Attorney General Opinions and Advisory Letters

Decision Information

Citations - New Mexico Appellate Reports
In re Santillanes - cited by 121 documents
Lopez v. Singh - cited by 55 documents
State v. Doyal - cited by 12 documents

Decision Content

Opinion No. 63-14

March 7, 1963

BY: OPINION of EARL E. HARTLEY, Attorney General

TO: Honorable W. T. Scoggin District Judge P. O. Box 328 Las Cruces, New Mexico

QUESTION

QUESTIONS

1. Can a Juvenile Court appoint a referee for the purpose of hearing traffic offense charges against a juvenile?

2. If a referee can be appointed, what powers does he have?

3. Can probation officers or juvenile attorneys make disposition of juvenile traffic offense cases without bringing the matter to the Juvenile Court by means of a petition?

CONCLUSIONS

1. See analysis.

2. See analysis.

3. No.

OPINION

{*33} ANALYSIS

There appears to be no authority in the New Mexico law for appointment of referees by a district court other than Rule 53, Rules of Civil Procedure. That rule uses the term "master" but expressly encompasses hearing officers, auditors, commissioners or referees. Rule 53 (a) and (f). This rule supersedes previous statutes {*34} providing for appointment of referees and, if it does not repeal by implication, it governs over any inconsistent provisions in Section 21-8-26 thru 21-8-30, N.M.S.A., 1953 Compilation.

1. Power To Appoint.

At the outset we conclude that Rule 53 is applicable to Juvenile Court proceedings. Although such proceedings are generally concerned with violation of criminal laws they are held not to be criminal proceedings. In re Santillanes, 47 N.M. 140, 138 P2 503. They are special statutory proceedings in the nature of a civil action. In re Santillanes, supra. State v. Doyal, 59 N.M. 454, 286 P2 306. This being so, the Rules of Civil Procedure apply except where inconsistent with the special statutory rules (Rule 1, Rules of Civil Procedure) and there is no special statutory rule in the Juvenile Code (Sections 13-8-9 thru 13-8-73, N.M.S.A., 1953 Compilation P. Supp.) concerning reference of cases to a master.

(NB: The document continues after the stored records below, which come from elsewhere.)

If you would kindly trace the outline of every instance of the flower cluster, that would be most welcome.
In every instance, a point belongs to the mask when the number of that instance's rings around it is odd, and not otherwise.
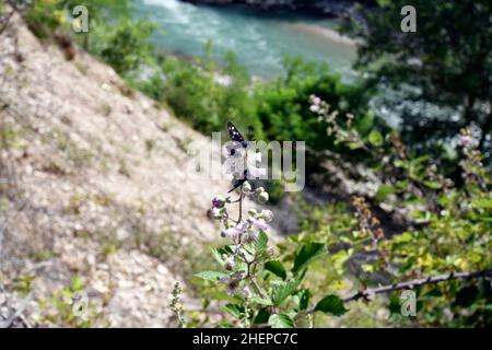
[[[361,137],[355,129],[348,129],[352,126],[354,116],[350,113],[345,114],[344,125],[342,127],[338,121],[339,112],[330,110],[331,106],[327,102],[323,101],[316,95],[309,96],[311,107],[309,110],[318,116],[319,122],[328,124],[326,132],[328,136],[333,136],[339,142],[351,142],[358,147],[363,147]]]
[[[234,194],[237,194],[238,198],[215,196],[212,199],[210,212],[213,219],[222,221],[221,236],[231,243],[230,249],[220,256],[223,268],[229,273],[221,277],[219,282],[226,285],[229,294],[248,296],[251,295],[249,287],[245,283],[245,281],[248,281],[256,293],[262,296],[254,276],[255,264],[259,262],[261,252],[253,246],[258,242],[260,235],[265,235],[268,231],[268,223],[272,221],[273,213],[270,210],[258,211],[255,208],[250,208],[246,213],[243,213],[246,198],[249,197],[259,203],[266,203],[269,199],[269,195],[263,187],[254,188],[247,179],[247,176],[258,174],[255,164],[261,160],[260,153],[248,154],[249,151],[248,147],[241,142],[229,142],[223,148],[223,154],[229,161],[227,170],[234,176],[232,182],[236,188]],[[245,167],[242,167],[242,164],[245,164]],[[237,219],[233,218],[229,210],[232,205],[238,206]]]
[[[462,168],[462,177],[467,183],[479,185],[482,189],[487,189],[487,176],[483,167],[483,155],[478,150],[479,141],[475,138],[471,128],[462,128],[459,130],[459,145],[465,155],[459,165]]]

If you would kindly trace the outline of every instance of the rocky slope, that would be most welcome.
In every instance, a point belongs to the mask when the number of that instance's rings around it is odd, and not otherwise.
[[[210,141],[19,18],[0,35],[0,325],[74,325],[51,299],[83,283],[96,326],[175,326],[167,296],[227,189],[189,171],[190,142]]]

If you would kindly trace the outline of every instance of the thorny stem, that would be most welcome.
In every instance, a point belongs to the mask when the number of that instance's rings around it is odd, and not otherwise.
[[[402,289],[412,289],[414,287],[425,285],[425,284],[434,284],[440,283],[444,281],[450,281],[450,280],[459,280],[459,279],[475,279],[475,278],[484,278],[484,277],[492,277],[492,269],[485,269],[485,270],[478,270],[478,271],[471,271],[471,272],[447,272],[443,275],[437,275],[434,277],[427,277],[417,280],[411,280],[407,282],[400,282],[400,283],[394,283],[394,284],[387,284],[382,285],[377,288],[366,288],[362,291],[356,292],[355,294],[342,299],[344,303],[356,301],[359,299],[367,300],[371,295],[375,294],[382,294],[386,292],[393,292],[398,291]],[[312,314],[316,310],[316,305],[311,307],[306,313]]]

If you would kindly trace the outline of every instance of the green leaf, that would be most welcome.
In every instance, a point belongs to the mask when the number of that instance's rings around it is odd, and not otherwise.
[[[371,144],[375,145],[375,147],[380,147],[380,145],[383,145],[383,142],[384,142],[383,135],[377,130],[371,131],[371,133],[368,136],[368,140],[370,140]]]
[[[238,304],[226,304],[224,310],[236,318],[241,318],[244,313],[244,307]]]
[[[279,260],[270,260],[265,264],[265,269],[280,277],[282,280],[286,278],[285,268]]]
[[[343,306],[343,302],[337,295],[327,295],[321,299],[315,307],[315,311],[320,311],[325,314],[332,314],[335,316],[343,315],[348,310]]]
[[[437,182],[423,182],[423,184],[432,189],[440,189],[442,187],[441,183]]]
[[[263,308],[260,308],[260,311],[256,315],[253,323],[255,325],[267,324],[269,318],[270,318],[270,313],[268,312],[267,307],[263,307]]]
[[[272,328],[294,328],[294,322],[285,314],[271,315],[268,318],[268,324]]]
[[[195,277],[201,278],[207,281],[216,282],[219,279],[227,277],[227,275],[219,271],[201,271],[196,273]]]
[[[388,197],[389,195],[393,195],[396,192],[396,188],[390,185],[380,185],[376,192],[376,200],[383,201]]]
[[[293,273],[302,271],[315,258],[325,254],[326,246],[323,243],[309,242],[305,244],[295,256]]]
[[[291,296],[295,290],[300,280],[294,280],[290,282],[280,282],[273,287],[273,291],[271,292],[271,301],[274,305],[280,305],[285,299]]]
[[[273,302],[268,296],[266,296],[266,298],[251,296],[251,298],[249,298],[249,301],[253,303],[257,303],[259,305],[265,305],[265,306],[273,305]]]
[[[456,294],[456,305],[461,307],[469,307],[475,303],[477,296],[479,294],[479,290],[477,285],[468,285],[461,288]]]
[[[263,232],[263,230],[260,230],[259,237],[255,242],[255,249],[256,252],[261,253],[265,252],[265,249],[267,249],[267,246],[268,246],[268,236]]]
[[[301,291],[298,307],[301,310],[306,310],[309,306],[311,292],[308,289]]]
[[[473,208],[492,209],[492,199],[475,199],[471,201]]]

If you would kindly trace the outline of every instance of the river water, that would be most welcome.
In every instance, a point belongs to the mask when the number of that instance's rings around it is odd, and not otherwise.
[[[344,79],[354,74],[355,47],[333,31],[333,20],[237,7],[197,7],[177,0],[137,0],[136,4],[138,16],[159,25],[155,44],[183,57],[203,55],[211,40],[216,59],[233,51],[251,74],[266,79],[283,72],[285,55],[327,62]]]

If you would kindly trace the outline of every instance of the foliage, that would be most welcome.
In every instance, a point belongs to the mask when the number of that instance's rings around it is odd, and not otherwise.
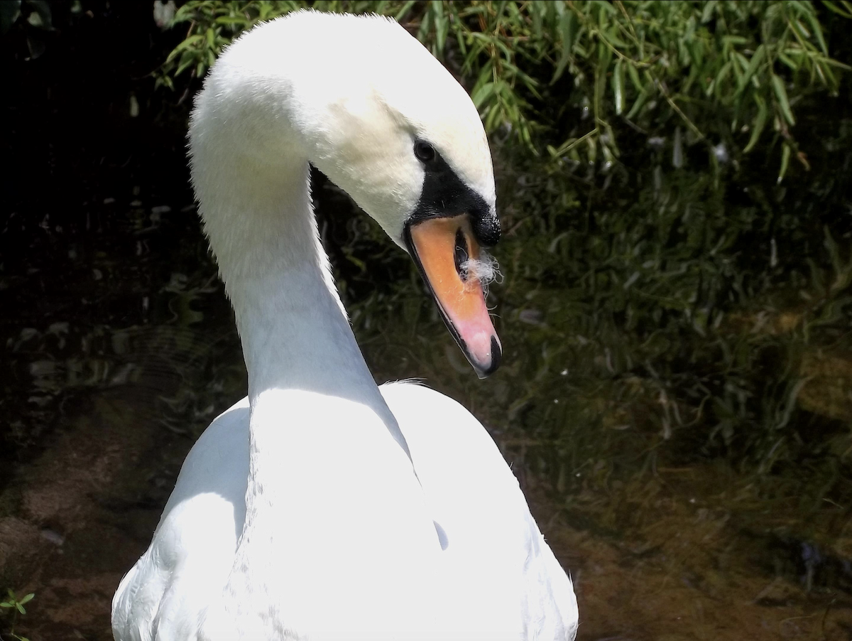
[[[714,163],[718,142],[748,153],[771,124],[783,141],[783,177],[792,154],[807,166],[791,131],[796,102],[814,90],[836,95],[839,72],[849,69],[830,56],[814,3],[799,0],[191,0],[175,15],[189,27],[160,81],[202,76],[243,30],[308,5],[393,16],[468,79],[489,131],[509,128],[533,151],[544,143],[551,156],[578,163],[615,161],[616,122],[649,130],[676,119]],[[849,2],[826,6],[852,14]]]
[[[201,77],[241,31],[308,4],[400,20],[467,84],[496,151],[509,351],[493,384],[510,392],[447,374],[414,272],[377,286],[377,269],[409,268],[347,228],[340,282],[374,371],[465,390],[545,446],[561,488],[720,455],[786,471],[811,506],[850,496],[852,413],[823,392],[852,376],[814,363],[852,351],[849,66],[832,57],[848,61],[852,4],[191,0],[159,81]]]
[[[15,596],[15,593],[9,588],[7,591],[9,598],[3,602],[0,602],[0,609],[8,609],[12,613],[12,623],[9,626],[9,632],[8,636],[10,638],[16,639],[17,641],[29,641],[26,637],[21,637],[14,633],[14,624],[18,621],[18,615],[26,615],[26,609],[24,608],[26,603],[32,600],[32,598],[36,595],[33,592],[30,592],[20,598]],[[2,638],[2,637],[0,637]]]

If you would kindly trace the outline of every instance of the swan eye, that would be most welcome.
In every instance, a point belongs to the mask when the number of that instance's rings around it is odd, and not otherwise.
[[[414,143],[414,155],[424,163],[432,162],[435,157],[435,147],[429,142],[417,141]]]

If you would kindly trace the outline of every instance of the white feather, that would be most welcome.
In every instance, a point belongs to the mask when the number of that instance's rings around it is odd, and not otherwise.
[[[116,592],[118,641],[573,638],[571,581],[490,436],[428,388],[376,386],[319,242],[308,163],[399,241],[422,134],[493,213],[475,109],[394,23],[299,12],[211,70],[193,182],[249,396],[187,457]]]

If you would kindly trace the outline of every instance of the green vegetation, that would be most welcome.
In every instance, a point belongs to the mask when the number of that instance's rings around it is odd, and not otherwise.
[[[9,638],[16,639],[16,641],[30,641],[26,637],[21,637],[14,633],[14,625],[18,622],[19,615],[26,615],[26,609],[24,608],[26,603],[32,600],[32,598],[36,595],[30,592],[27,595],[18,598],[11,588],[7,590],[8,598],[5,601],[0,602],[0,609],[9,610],[12,613],[12,621],[9,623],[9,632],[6,634]],[[0,635],[0,638],[3,638]]]
[[[495,150],[504,370],[448,373],[413,271],[350,227],[337,263],[375,371],[464,390],[560,488],[717,459],[806,512],[848,504],[852,3],[188,2],[159,82],[308,4],[398,19]]]
[[[824,3],[852,17],[849,2]],[[823,26],[807,2],[209,2],[181,6],[186,39],[160,81],[200,77],[240,32],[311,6],[367,11],[406,24],[469,80],[489,132],[510,127],[535,153],[575,162],[619,154],[617,118],[653,130],[676,120],[695,139],[755,147],[768,125],[780,135],[780,176],[798,153],[792,103],[812,90],[837,95],[849,66],[829,55]],[[790,84],[788,95],[787,85]],[[581,94],[588,125],[565,113]],[[700,125],[700,126],[699,126]],[[558,137],[564,133],[566,139]],[[728,140],[730,139],[730,140]]]

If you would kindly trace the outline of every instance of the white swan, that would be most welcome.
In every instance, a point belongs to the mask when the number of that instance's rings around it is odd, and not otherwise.
[[[308,163],[407,249],[492,371],[499,344],[460,263],[499,227],[463,90],[390,20],[300,12],[222,54],[190,147],[249,396],[187,457],[116,592],[115,638],[573,638],[571,580],[482,425],[425,387],[373,382],[311,211]]]

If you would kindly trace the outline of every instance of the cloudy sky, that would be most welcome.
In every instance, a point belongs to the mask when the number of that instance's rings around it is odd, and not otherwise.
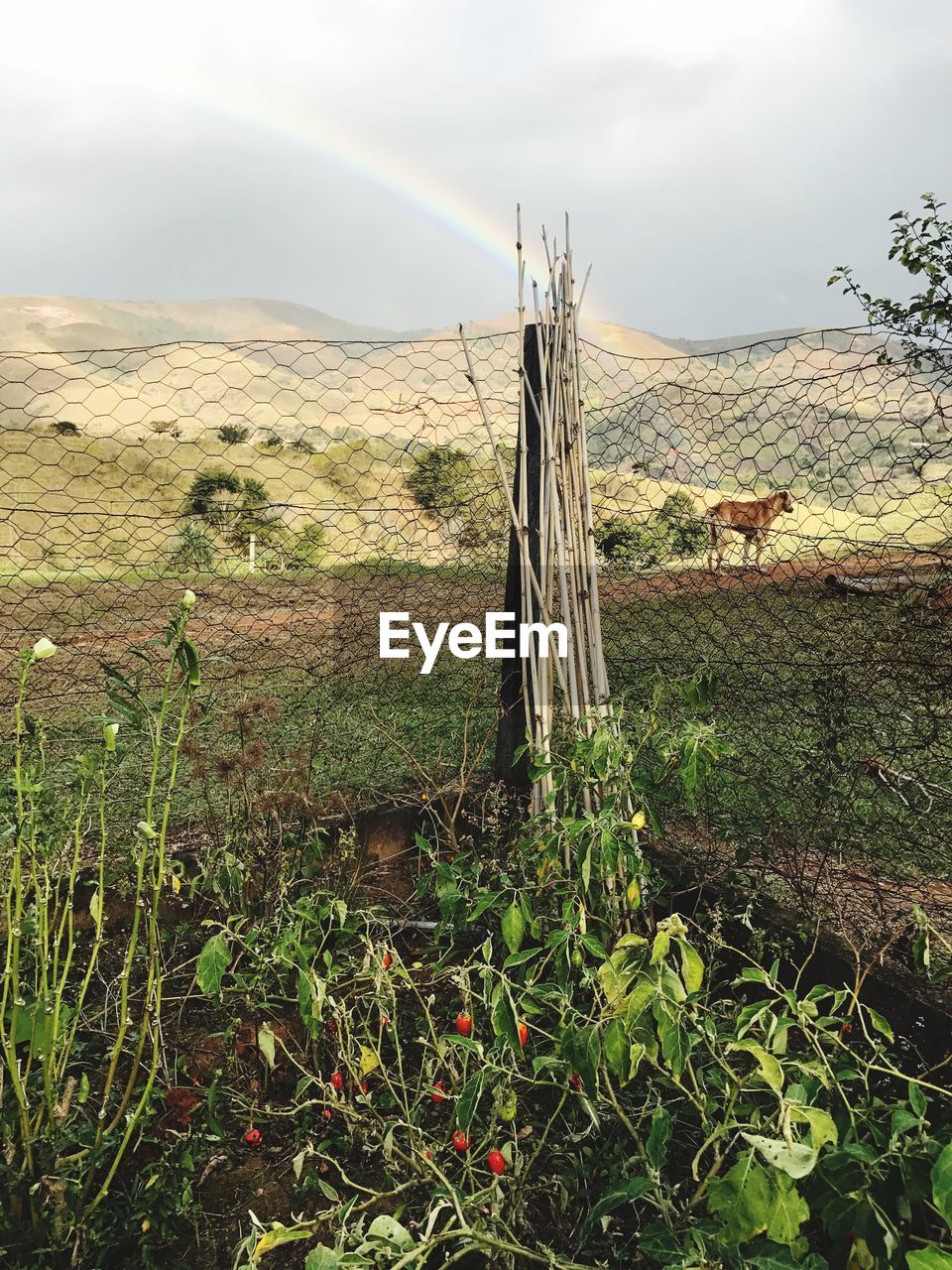
[[[887,217],[952,202],[952,5],[52,0],[4,14],[0,293],[510,309],[571,213],[592,316],[847,323]]]

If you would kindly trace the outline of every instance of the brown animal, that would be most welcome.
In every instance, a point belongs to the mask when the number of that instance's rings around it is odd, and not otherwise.
[[[767,531],[782,512],[793,511],[793,499],[786,489],[778,489],[767,498],[754,498],[748,502],[725,498],[707,509],[711,537],[707,549],[707,568],[717,573],[727,549],[727,535],[740,533],[744,538],[744,564],[750,556],[750,544],[754,544],[755,564],[760,568],[760,552],[767,542]]]

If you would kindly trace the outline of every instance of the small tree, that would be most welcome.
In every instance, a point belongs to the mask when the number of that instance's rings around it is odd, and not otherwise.
[[[242,441],[248,441],[248,428],[239,428],[234,423],[226,423],[218,428],[218,441],[225,446],[240,446]]]
[[[448,519],[458,516],[473,494],[475,464],[462,450],[434,446],[414,457],[406,484],[420,507]]]
[[[674,556],[697,555],[707,541],[707,526],[697,503],[684,490],[668,495],[658,513],[658,526]]]
[[[838,264],[828,286],[845,283],[843,295],[853,296],[863,306],[871,325],[899,339],[902,361],[919,371],[939,372],[948,387],[952,372],[952,221],[942,215],[934,194],[922,196],[923,212],[894,212],[890,260],[899,260],[914,278],[924,279],[924,288],[900,302],[885,296],[875,298],[863,291],[848,265]],[[889,347],[880,353],[880,362],[895,362]]]
[[[652,519],[609,516],[595,526],[595,546],[612,564],[650,569],[661,561],[664,537]]]
[[[173,541],[169,560],[175,569],[213,569],[216,555],[209,533],[198,525],[184,525]]]
[[[213,467],[199,472],[185,495],[185,514],[203,521],[236,550],[244,551],[254,533],[261,546],[273,545],[284,526],[263,481],[255,476]]]

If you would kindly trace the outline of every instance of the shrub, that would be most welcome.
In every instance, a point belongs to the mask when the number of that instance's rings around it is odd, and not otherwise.
[[[226,423],[222,428],[218,428],[218,441],[226,446],[240,446],[242,441],[248,441],[248,428],[239,428],[234,423]]]
[[[476,465],[462,450],[434,446],[414,458],[406,484],[421,508],[448,518],[458,514],[471,498]]]
[[[691,556],[703,550],[707,526],[691,494],[684,490],[669,494],[658,513],[658,522],[668,536],[671,555]]]
[[[654,516],[609,516],[595,526],[595,545],[605,560],[630,569],[697,555],[706,541],[697,503],[683,490],[669,494]]]
[[[156,419],[152,424],[156,437],[180,437],[182,428],[174,419]]]
[[[175,569],[213,569],[215,540],[198,525],[185,525],[175,537],[169,561]]]
[[[664,533],[651,521],[609,516],[595,527],[595,545],[612,564],[650,569],[663,559]]]

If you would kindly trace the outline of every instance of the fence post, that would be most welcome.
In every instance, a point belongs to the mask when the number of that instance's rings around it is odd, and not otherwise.
[[[542,377],[538,363],[538,338],[534,324],[529,324],[523,339],[523,418],[526,427],[526,508],[529,531],[529,560],[538,577],[539,573],[539,483],[542,478],[542,432],[538,411],[542,401]],[[520,464],[517,450],[513,475],[513,503],[517,509],[520,498]],[[503,610],[514,613],[517,625],[522,621],[522,558],[515,526],[509,530],[509,560],[505,573],[505,602]],[[532,597],[532,621],[539,620],[538,601]],[[515,751],[526,742],[526,710],[523,706],[523,682],[532,702],[532,682],[526,658],[509,658],[501,663],[500,706],[501,715],[496,733],[496,779],[505,781],[514,790],[528,792],[529,765],[523,756],[515,758]]]

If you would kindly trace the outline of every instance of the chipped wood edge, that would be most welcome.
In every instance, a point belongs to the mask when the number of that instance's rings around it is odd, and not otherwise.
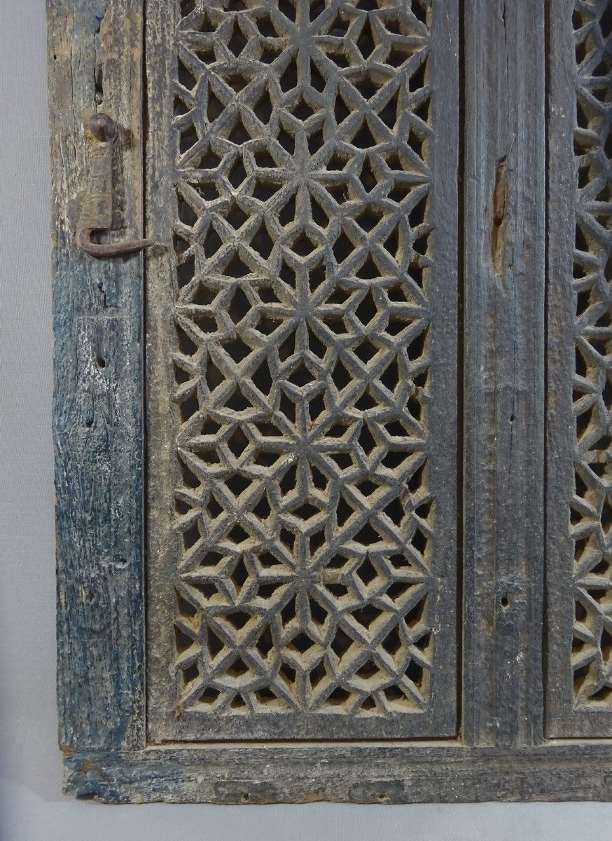
[[[142,261],[76,246],[96,111],[118,124],[113,235],[142,220],[140,0],[47,0],[57,699],[64,750],[144,747]]]

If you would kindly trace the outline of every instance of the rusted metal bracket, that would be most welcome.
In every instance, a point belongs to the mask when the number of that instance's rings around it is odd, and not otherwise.
[[[96,114],[84,124],[92,141],[89,175],[76,225],[76,244],[98,258],[120,257],[154,245],[152,240],[93,242],[92,234],[113,226],[113,145],[119,136],[117,124],[108,114]]]

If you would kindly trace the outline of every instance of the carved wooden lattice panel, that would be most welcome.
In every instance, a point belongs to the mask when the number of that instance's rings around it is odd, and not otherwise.
[[[561,95],[572,99],[567,113],[562,99],[556,108],[553,142],[567,151],[573,177],[567,205],[557,198],[551,209],[554,225],[567,221],[559,244],[553,240],[551,272],[550,409],[560,420],[550,424],[549,731],[604,736],[612,732],[612,17],[607,3],[585,0],[562,13],[559,47],[576,87],[557,68]]]
[[[174,45],[150,103],[152,733],[451,734],[455,207],[434,173],[456,149],[432,10],[175,12],[150,24]]]
[[[572,654],[578,705],[612,708],[612,19],[608,4],[578,3],[575,494],[570,503],[576,606]]]

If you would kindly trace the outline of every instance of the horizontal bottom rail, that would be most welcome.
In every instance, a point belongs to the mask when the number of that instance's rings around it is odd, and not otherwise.
[[[65,791],[107,803],[612,800],[612,745],[175,744],[65,756]]]

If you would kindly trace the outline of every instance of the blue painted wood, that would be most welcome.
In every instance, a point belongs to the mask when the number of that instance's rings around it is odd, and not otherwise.
[[[142,261],[95,260],[74,231],[82,120],[96,108],[122,132],[117,235],[140,229],[142,15],[135,0],[50,0],[48,14],[60,743],[134,748],[145,729]]]

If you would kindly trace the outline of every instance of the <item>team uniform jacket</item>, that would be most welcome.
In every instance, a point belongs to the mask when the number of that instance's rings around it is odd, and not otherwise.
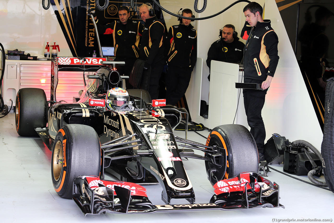
[[[165,27],[155,16],[146,19],[140,41],[140,59],[150,64],[164,59]]]
[[[270,20],[264,21],[253,29],[246,22],[241,31],[242,39],[248,39],[244,59],[245,78],[264,81],[267,75],[274,77],[277,67],[278,38]]]
[[[120,57],[138,58],[138,46],[144,25],[138,21],[129,19],[123,24],[119,20],[105,25],[98,23],[99,32],[104,34],[113,34],[114,56]]]
[[[197,59],[197,31],[193,28],[191,24],[186,26],[181,23],[169,28],[167,40],[170,44],[168,65],[179,67],[195,66]]]
[[[221,39],[214,42],[208,51],[206,59],[208,67],[210,67],[211,61],[213,60],[228,63],[241,62],[245,45],[239,40],[238,37],[235,36],[233,42],[229,43],[224,42]]]

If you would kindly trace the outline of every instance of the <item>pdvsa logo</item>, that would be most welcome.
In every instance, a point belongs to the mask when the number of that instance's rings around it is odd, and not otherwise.
[[[165,106],[166,105],[166,99],[155,99],[152,100],[152,106],[153,107]]]
[[[104,106],[106,105],[106,101],[103,99],[90,98],[89,105],[91,106]]]
[[[186,185],[186,181],[183,179],[178,178],[174,180],[174,184],[178,186],[182,187]]]

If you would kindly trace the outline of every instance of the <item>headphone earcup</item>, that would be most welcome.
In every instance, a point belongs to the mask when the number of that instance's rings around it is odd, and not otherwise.
[[[154,10],[151,9],[149,10],[148,14],[150,16],[154,16],[155,15],[155,12],[154,12]]]

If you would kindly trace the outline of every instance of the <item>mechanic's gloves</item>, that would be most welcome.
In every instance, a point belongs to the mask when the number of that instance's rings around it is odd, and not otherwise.
[[[145,62],[144,64],[144,70],[148,70],[151,67],[151,64],[147,62]]]
[[[95,17],[96,16],[96,14],[95,14],[96,12],[96,9],[95,9],[91,8],[88,10],[88,13],[89,15],[92,15],[93,17]]]

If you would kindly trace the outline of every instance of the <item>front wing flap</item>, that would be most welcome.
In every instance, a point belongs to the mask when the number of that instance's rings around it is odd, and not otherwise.
[[[232,210],[259,207],[277,208],[279,187],[253,172],[218,181],[215,194],[207,204],[153,205],[141,185],[101,180],[97,176],[80,176],[73,183],[73,199],[84,214],[101,213],[151,213],[156,211],[204,209]]]

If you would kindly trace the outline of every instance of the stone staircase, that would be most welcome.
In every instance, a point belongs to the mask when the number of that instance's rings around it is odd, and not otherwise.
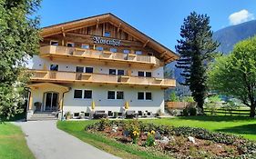
[[[55,112],[36,112],[28,121],[43,121],[43,120],[57,120],[56,113]]]

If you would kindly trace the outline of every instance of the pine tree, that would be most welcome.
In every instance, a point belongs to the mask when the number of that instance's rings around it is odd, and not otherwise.
[[[180,27],[181,39],[178,40],[177,52],[180,55],[176,67],[182,69],[182,84],[189,85],[194,100],[203,113],[207,92],[206,69],[214,57],[219,44],[212,40],[210,17],[192,12]]]
[[[0,0],[0,120],[18,113],[27,75],[25,59],[37,53],[40,0]]]

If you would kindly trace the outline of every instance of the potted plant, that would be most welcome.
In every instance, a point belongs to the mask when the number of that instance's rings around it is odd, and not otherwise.
[[[69,120],[69,119],[71,119],[71,117],[72,117],[71,112],[67,112],[66,113],[66,120]]]

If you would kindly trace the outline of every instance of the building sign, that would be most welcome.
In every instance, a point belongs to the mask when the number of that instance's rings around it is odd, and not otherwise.
[[[120,46],[121,40],[118,39],[105,39],[103,37],[93,36],[93,42],[99,45],[114,45],[114,46]]]

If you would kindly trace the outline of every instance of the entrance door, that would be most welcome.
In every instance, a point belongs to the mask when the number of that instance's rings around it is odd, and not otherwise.
[[[57,93],[46,93],[45,111],[56,111],[57,110]]]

Rule 53 (b) defines under what conditions a reference to a master can be made:

"(b) REFERENCE. A reference to a master shall be the exception and not the rule. In actions to be tried by a jury, a reference shall be made only when the issues are complicated; in actions to be tried without a jury, save in matters of account, a reference shall be made only upon a showing that some exceptional condition requires it."

Juvenile cases are non-jury (Section 13-8-9, N.M.S.A., 1953 Compilation) so the "exceptional condition" rule is applicable. Reference cannot be made as a matter of convenience and the federal court decisions have shown a marked reluctance to approve use of the device unless a truly "exceptional condition" exists. See LaBuy v. Howes Leather Co., 352 U.S. 249, 77 S. Ct. 309, 1 L. Ed. 2 290; Hartford Empire Co. v Shawkee Mfg. Co., D. C. Pa., 5 F.R.D. 46.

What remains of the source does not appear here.